Capítulo 10 - La primera audienciaEl proceso penal contra Victor comenzó seis meses después.

La fiscalía presentó cargos por homicidio relacionado con Daniel, intento de asesinato de Eleanor, secuestro de Rosa, fraude, extorsión y conspiración.

Victor se declaró inocente.

Sus abogados afirmaron que Celeste, Julian Cross y varios empleados actuaron sin autorización para proteger sus propios intereses.

—Está sacrificando a todos —dijo Celeste desde la sala de detención.

La fiscal respondió:

—Eso no elimina sus delitos.

Celeste aceptó un acuerdo de culpabilidad a cambio de testificar. Podía recibir entre doce y dieciocho años de prisión.

Antes del juicio, pidió escribir a Eleanor.

La carta llegó al centro de rehabilitación.

Eleanor la leyó sola.

Señora Mercer:

La empujé porque me dijo que nunca sería parte de su familia. Durante años pensé que pertenecer significaba conseguir una posición que nadie pudiera quitarme.

Cuando estaba dentro de la piscina, comprendí que podía salir si yo extendía la mano. Elegí no hacerlo.

Victor me enseñó a convertir cada relación en una negociación. Pero él no colocó mi zapato sobre sus dedos.
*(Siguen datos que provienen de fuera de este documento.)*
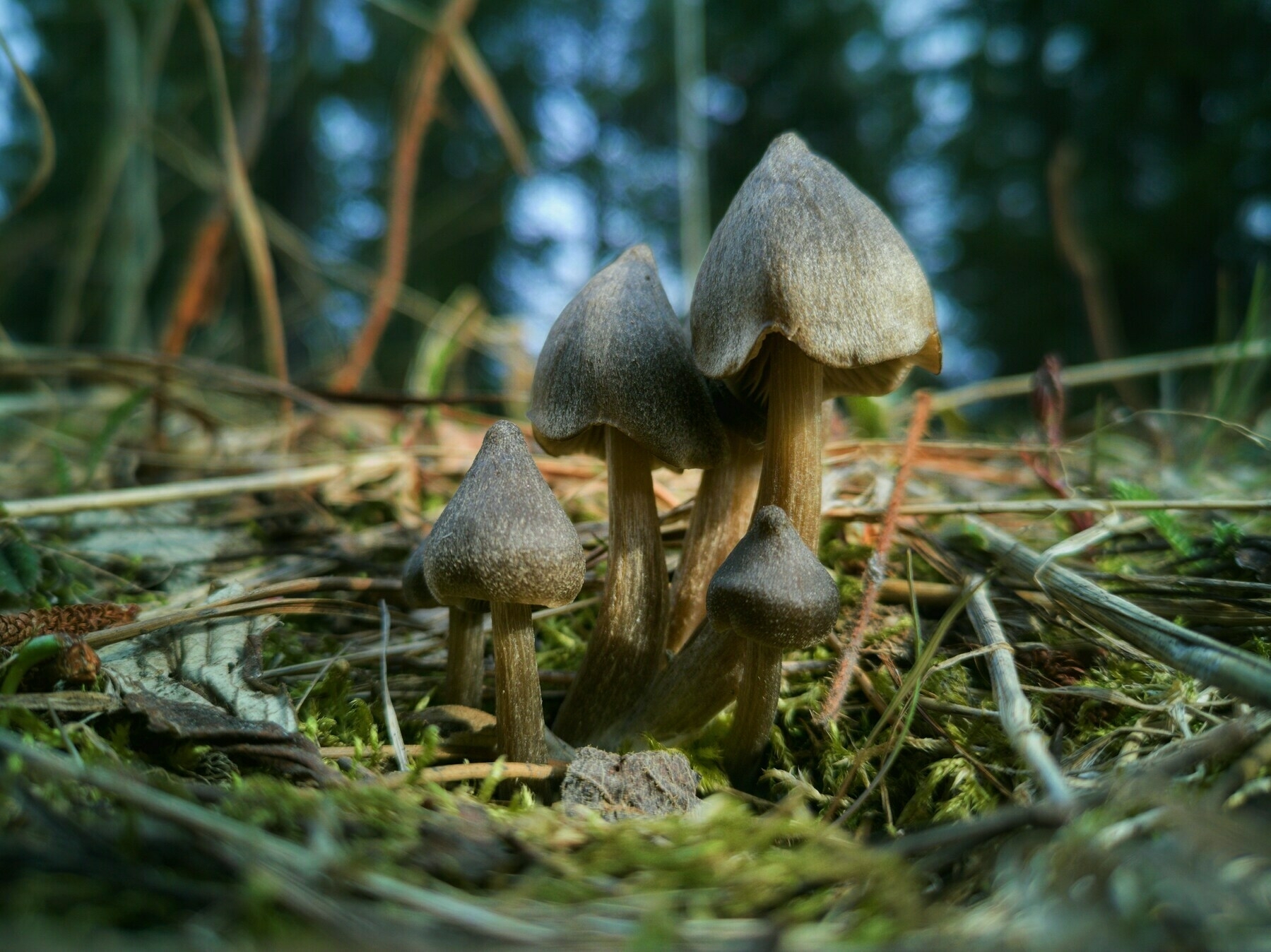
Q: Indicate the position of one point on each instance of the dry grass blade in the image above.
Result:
(294, 478)
(1236, 672)
(421, 108)
(1013, 708)
(44, 169)
(247, 215)
(1045, 507)
(1106, 371)
(480, 83)
(389, 710)
(877, 570)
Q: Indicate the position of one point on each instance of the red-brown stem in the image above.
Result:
(877, 570)
(755, 712)
(721, 513)
(466, 659)
(421, 108)
(627, 645)
(518, 698)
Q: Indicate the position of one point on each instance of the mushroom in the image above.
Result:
(617, 379)
(808, 292)
(721, 513)
(774, 595)
(466, 638)
(505, 539)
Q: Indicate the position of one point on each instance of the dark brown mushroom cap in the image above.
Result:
(618, 356)
(772, 589)
(504, 537)
(415, 586)
(803, 254)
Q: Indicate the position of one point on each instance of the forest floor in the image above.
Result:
(223, 773)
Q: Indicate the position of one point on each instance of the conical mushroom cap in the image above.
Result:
(772, 589)
(803, 254)
(415, 586)
(617, 356)
(504, 537)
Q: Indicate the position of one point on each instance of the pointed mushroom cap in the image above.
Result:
(415, 586)
(803, 252)
(772, 589)
(618, 356)
(504, 537)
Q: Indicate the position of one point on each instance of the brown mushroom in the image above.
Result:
(615, 379)
(505, 539)
(806, 292)
(774, 595)
(466, 636)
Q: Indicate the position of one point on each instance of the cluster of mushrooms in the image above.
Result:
(806, 292)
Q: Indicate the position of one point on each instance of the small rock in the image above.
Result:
(618, 787)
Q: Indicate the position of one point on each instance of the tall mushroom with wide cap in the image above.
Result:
(774, 595)
(617, 379)
(466, 638)
(505, 539)
(806, 292)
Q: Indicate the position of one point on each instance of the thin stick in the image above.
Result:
(1106, 371)
(1239, 672)
(877, 571)
(1044, 507)
(391, 722)
(1013, 710)
(421, 108)
(294, 478)
(247, 216)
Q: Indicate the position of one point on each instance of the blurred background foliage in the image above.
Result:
(1051, 162)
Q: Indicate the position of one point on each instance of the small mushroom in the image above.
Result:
(808, 292)
(466, 638)
(773, 594)
(505, 539)
(617, 379)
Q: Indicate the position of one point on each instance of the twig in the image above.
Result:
(294, 478)
(1043, 507)
(877, 571)
(1013, 710)
(1106, 371)
(425, 84)
(247, 216)
(1236, 672)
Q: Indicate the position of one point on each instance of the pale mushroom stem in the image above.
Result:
(466, 659)
(627, 645)
(721, 515)
(695, 686)
(792, 456)
(755, 712)
(518, 699)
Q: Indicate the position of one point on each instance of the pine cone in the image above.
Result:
(66, 619)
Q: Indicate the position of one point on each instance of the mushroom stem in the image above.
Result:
(518, 699)
(721, 513)
(699, 683)
(755, 712)
(627, 645)
(792, 457)
(466, 661)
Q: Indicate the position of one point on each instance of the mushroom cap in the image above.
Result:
(772, 589)
(415, 586)
(504, 537)
(618, 356)
(803, 254)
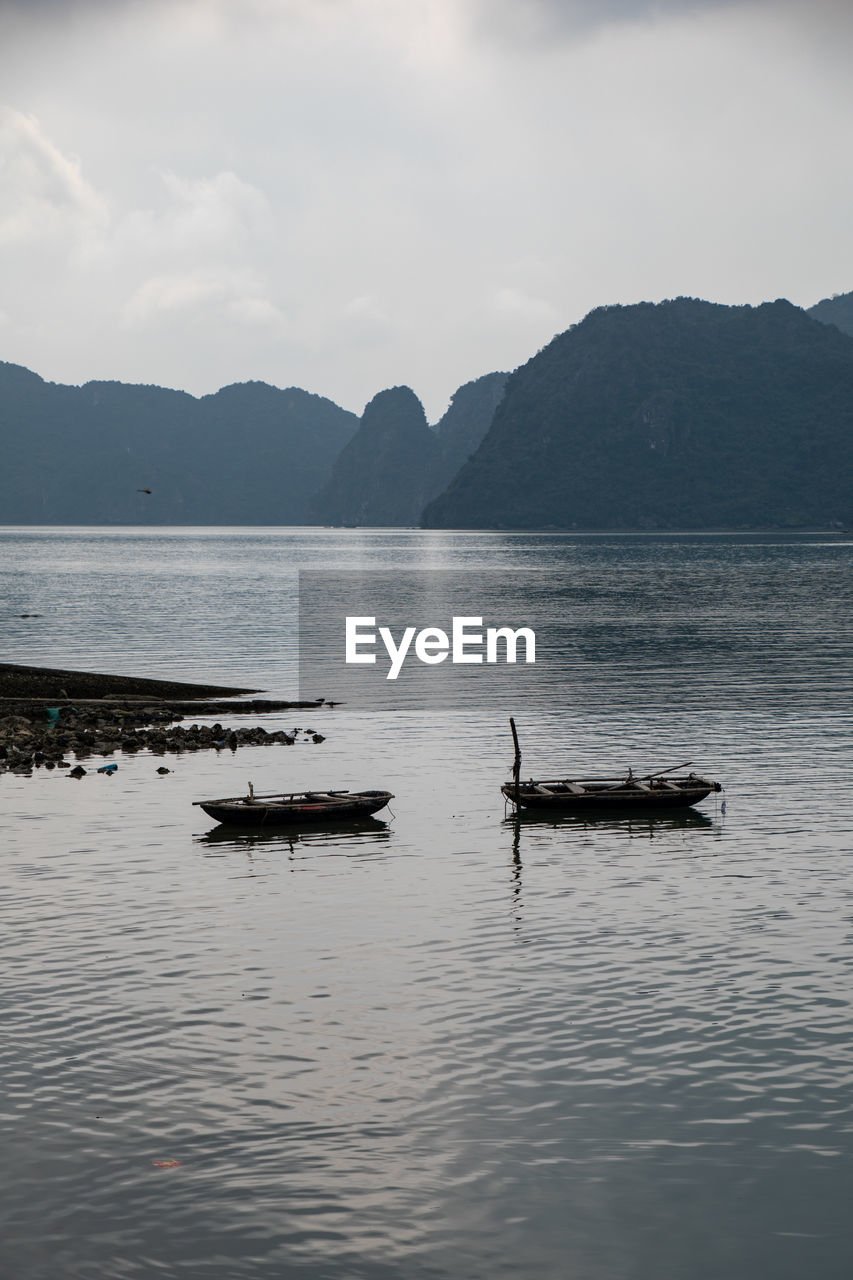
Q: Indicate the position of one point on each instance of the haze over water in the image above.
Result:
(445, 1043)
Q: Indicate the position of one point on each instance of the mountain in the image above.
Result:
(396, 462)
(379, 476)
(679, 415)
(836, 310)
(247, 455)
(464, 425)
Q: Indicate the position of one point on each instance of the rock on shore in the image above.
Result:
(28, 743)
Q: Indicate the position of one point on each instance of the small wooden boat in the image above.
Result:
(295, 807)
(649, 792)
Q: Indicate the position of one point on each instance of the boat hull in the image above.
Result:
(607, 799)
(240, 812)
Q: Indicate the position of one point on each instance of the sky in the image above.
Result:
(351, 195)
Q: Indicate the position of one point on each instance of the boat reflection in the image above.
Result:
(626, 826)
(329, 835)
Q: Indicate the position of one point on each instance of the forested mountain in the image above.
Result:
(396, 462)
(679, 415)
(81, 455)
(836, 310)
(381, 475)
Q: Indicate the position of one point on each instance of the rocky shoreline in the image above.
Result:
(48, 731)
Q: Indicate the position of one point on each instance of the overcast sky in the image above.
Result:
(347, 195)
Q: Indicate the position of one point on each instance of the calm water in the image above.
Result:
(443, 1045)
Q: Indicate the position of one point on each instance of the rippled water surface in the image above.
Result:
(439, 1043)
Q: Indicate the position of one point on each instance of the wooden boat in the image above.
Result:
(295, 808)
(649, 792)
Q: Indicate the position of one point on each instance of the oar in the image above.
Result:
(661, 772)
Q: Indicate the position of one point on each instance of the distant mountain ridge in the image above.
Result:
(247, 455)
(836, 310)
(674, 415)
(396, 462)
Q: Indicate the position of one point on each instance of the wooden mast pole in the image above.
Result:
(516, 763)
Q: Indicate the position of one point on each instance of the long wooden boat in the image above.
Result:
(295, 807)
(649, 792)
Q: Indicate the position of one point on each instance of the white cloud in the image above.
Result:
(352, 193)
(42, 192)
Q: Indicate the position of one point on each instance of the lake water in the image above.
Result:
(446, 1043)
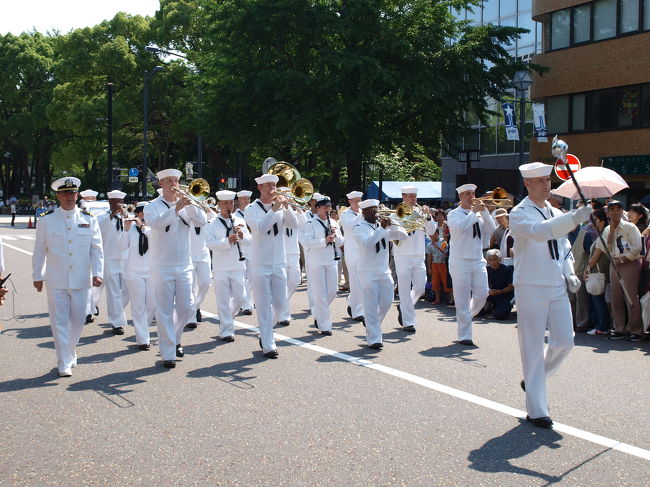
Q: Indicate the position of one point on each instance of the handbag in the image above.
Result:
(595, 282)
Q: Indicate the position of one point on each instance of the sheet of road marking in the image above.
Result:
(450, 391)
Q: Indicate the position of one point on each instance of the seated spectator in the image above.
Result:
(500, 284)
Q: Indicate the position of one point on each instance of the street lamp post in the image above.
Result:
(145, 160)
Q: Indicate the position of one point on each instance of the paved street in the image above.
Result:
(329, 412)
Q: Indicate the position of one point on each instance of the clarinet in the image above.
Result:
(336, 252)
(232, 223)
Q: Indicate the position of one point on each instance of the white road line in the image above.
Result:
(450, 391)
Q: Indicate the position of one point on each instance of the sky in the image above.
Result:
(64, 15)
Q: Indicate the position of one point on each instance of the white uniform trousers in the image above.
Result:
(470, 292)
(173, 298)
(323, 283)
(355, 298)
(270, 293)
(539, 308)
(377, 288)
(411, 279)
(201, 279)
(229, 290)
(294, 276)
(113, 282)
(67, 309)
(143, 308)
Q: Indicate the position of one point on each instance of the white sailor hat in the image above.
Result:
(368, 203)
(116, 194)
(267, 178)
(88, 193)
(66, 184)
(466, 187)
(225, 195)
(165, 173)
(535, 170)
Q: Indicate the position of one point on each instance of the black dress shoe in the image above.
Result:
(544, 422)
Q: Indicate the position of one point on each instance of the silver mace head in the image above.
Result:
(559, 148)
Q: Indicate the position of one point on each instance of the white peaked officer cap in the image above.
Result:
(66, 184)
(116, 194)
(535, 170)
(466, 187)
(89, 193)
(267, 178)
(368, 203)
(165, 173)
(226, 195)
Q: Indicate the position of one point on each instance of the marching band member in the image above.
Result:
(467, 224)
(227, 236)
(138, 275)
(112, 227)
(323, 239)
(243, 200)
(68, 256)
(349, 218)
(409, 263)
(541, 247)
(267, 218)
(294, 275)
(375, 276)
(170, 218)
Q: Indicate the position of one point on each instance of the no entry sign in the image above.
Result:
(561, 170)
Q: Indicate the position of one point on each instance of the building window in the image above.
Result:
(558, 114)
(629, 20)
(582, 24)
(604, 19)
(560, 29)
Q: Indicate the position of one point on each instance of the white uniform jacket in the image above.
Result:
(68, 249)
(539, 258)
(267, 228)
(373, 242)
(224, 253)
(169, 241)
(320, 252)
(466, 232)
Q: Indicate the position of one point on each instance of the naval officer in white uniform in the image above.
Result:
(69, 258)
(541, 248)
(467, 225)
(267, 218)
(409, 263)
(171, 218)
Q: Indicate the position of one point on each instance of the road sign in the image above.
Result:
(561, 170)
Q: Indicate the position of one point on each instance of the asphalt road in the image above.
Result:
(329, 412)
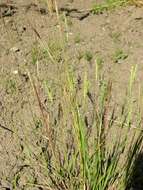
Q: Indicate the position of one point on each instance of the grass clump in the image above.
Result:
(108, 5)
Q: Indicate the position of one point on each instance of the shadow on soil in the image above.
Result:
(136, 177)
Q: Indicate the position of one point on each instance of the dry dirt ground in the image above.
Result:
(26, 25)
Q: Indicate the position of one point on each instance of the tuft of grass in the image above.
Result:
(83, 156)
(88, 56)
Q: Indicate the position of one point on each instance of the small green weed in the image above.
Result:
(108, 5)
(11, 86)
(119, 56)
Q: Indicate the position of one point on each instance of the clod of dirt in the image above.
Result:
(75, 13)
(7, 10)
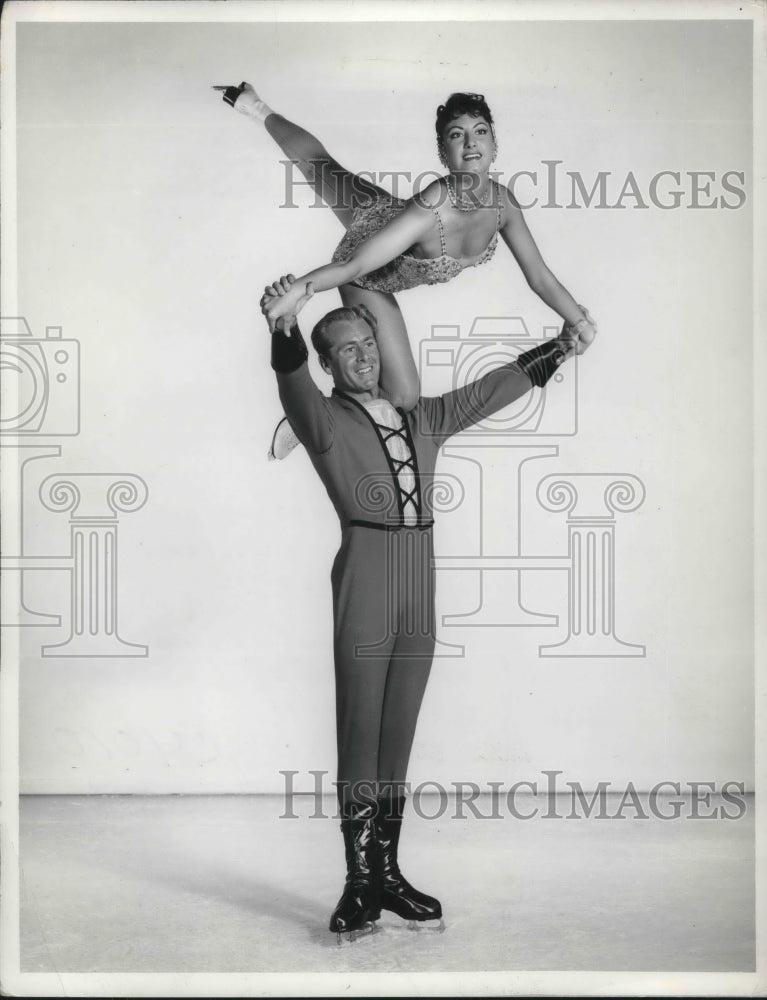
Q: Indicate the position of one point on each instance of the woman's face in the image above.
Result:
(469, 145)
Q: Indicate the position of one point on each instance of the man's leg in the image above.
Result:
(362, 645)
(405, 685)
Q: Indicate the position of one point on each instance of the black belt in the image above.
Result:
(390, 527)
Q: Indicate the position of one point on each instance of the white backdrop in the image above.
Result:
(149, 220)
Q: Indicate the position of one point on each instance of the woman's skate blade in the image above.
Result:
(283, 442)
(347, 938)
(436, 926)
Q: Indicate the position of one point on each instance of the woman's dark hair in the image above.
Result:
(350, 313)
(462, 104)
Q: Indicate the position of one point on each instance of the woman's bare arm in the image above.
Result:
(393, 239)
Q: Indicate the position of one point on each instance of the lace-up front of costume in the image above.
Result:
(392, 430)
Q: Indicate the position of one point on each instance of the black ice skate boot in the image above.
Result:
(359, 904)
(397, 894)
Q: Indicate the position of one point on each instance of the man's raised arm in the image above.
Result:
(306, 408)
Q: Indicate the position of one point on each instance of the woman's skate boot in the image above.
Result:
(359, 904)
(397, 894)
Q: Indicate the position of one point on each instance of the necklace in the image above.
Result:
(465, 203)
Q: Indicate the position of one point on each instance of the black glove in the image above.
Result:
(541, 362)
(288, 353)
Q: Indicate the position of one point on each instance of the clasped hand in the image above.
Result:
(283, 300)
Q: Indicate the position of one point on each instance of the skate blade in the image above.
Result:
(347, 938)
(283, 442)
(432, 926)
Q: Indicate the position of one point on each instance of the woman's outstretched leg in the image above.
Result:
(339, 188)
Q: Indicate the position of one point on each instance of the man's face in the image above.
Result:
(351, 356)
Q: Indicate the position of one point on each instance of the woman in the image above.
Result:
(392, 244)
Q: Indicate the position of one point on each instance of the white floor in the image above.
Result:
(222, 884)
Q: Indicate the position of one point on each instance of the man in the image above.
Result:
(377, 464)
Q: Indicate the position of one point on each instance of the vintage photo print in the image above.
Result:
(383, 495)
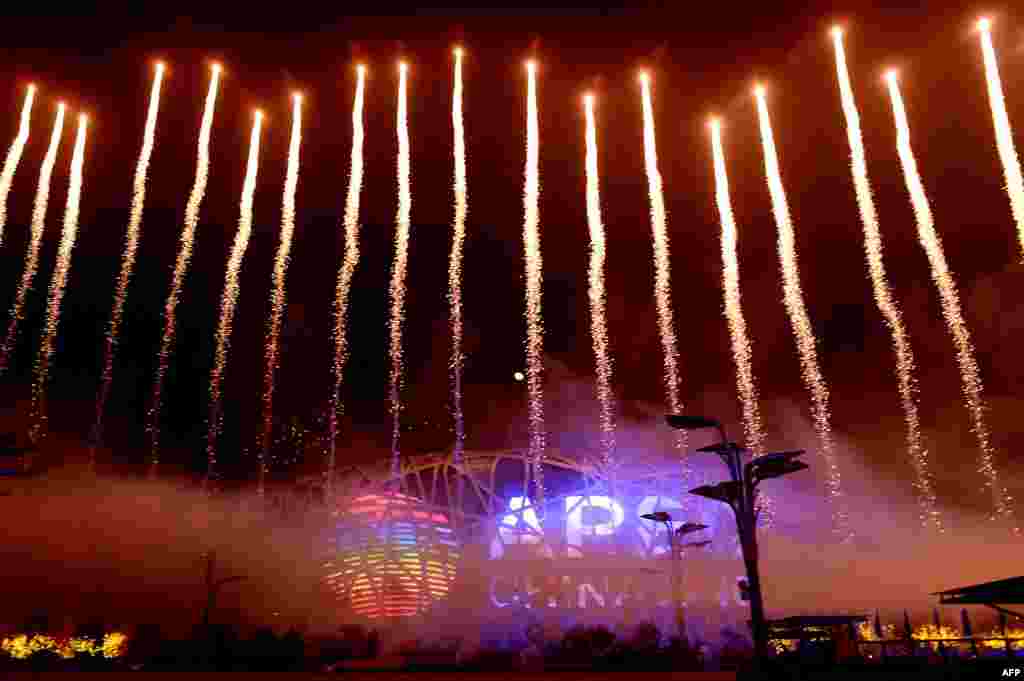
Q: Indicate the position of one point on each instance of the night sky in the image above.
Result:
(701, 61)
Fui yo.

No le pido perdón.

Celeste.

Eleanor guardó la carta.

Rosa preguntó:

—¿Responderá?

—No ahora.

—¿La perdona?

—No sé.

—Eso parece ser la respuesta favorita de esta familia.

Eleanor sonrió débilmente.

—Es mejor que una respuesta falsa.

Durante la audiencia preliminar, la defensa intentó excluir el audio de la piscina y las grabaciones de Daniel.

Los especialistas demostraron su autenticidad.

El juez permitió utilizarlas.

Adrian declaró sobre la noche de las rosas.

El abogado de Victor se acercó.

—¿Odiaba usted al acusado antes de conocer que era su padre biológico?

—Desconocía la relación.

—¿Lo odia ahora?

—Siento muchas cosas.

—¿Incluido odio?

—Sí.

—Entonces su testimonio está influido.

—Mis emociones no crearon los mensajes, las cuentas ni las grabaciones.

El abogado mostró una fotografía de Daniel.

—¿Considera a este hombre su verdadero padre?

—Sí.

—Aunque no compartía su sangre.

—La paternidad no es una prueba genética.

Victor lo observaba.

Por primera vez, pareció herido.

—¿Nunca intentó conocer al señor Vaughn como padre? —preguntó el abogado.

—Me conoció durante toda mi vida. Eligió acercarse como inversor, enemigo y manipulador.

—Pudo temer que Daniel impidiera la relación.

—Cuando tuve edad adulta, pudo contarme la verdad sin amenazar a nadie.

El abogado cambió de tema.

Eleanor declaró al día siguiente.

Describió la relación con Victor, el nacimiento de Adrian y las amenazas posteriores.

—¿Por qué ocultó la identidad a su hijo? —preguntó la fiscal.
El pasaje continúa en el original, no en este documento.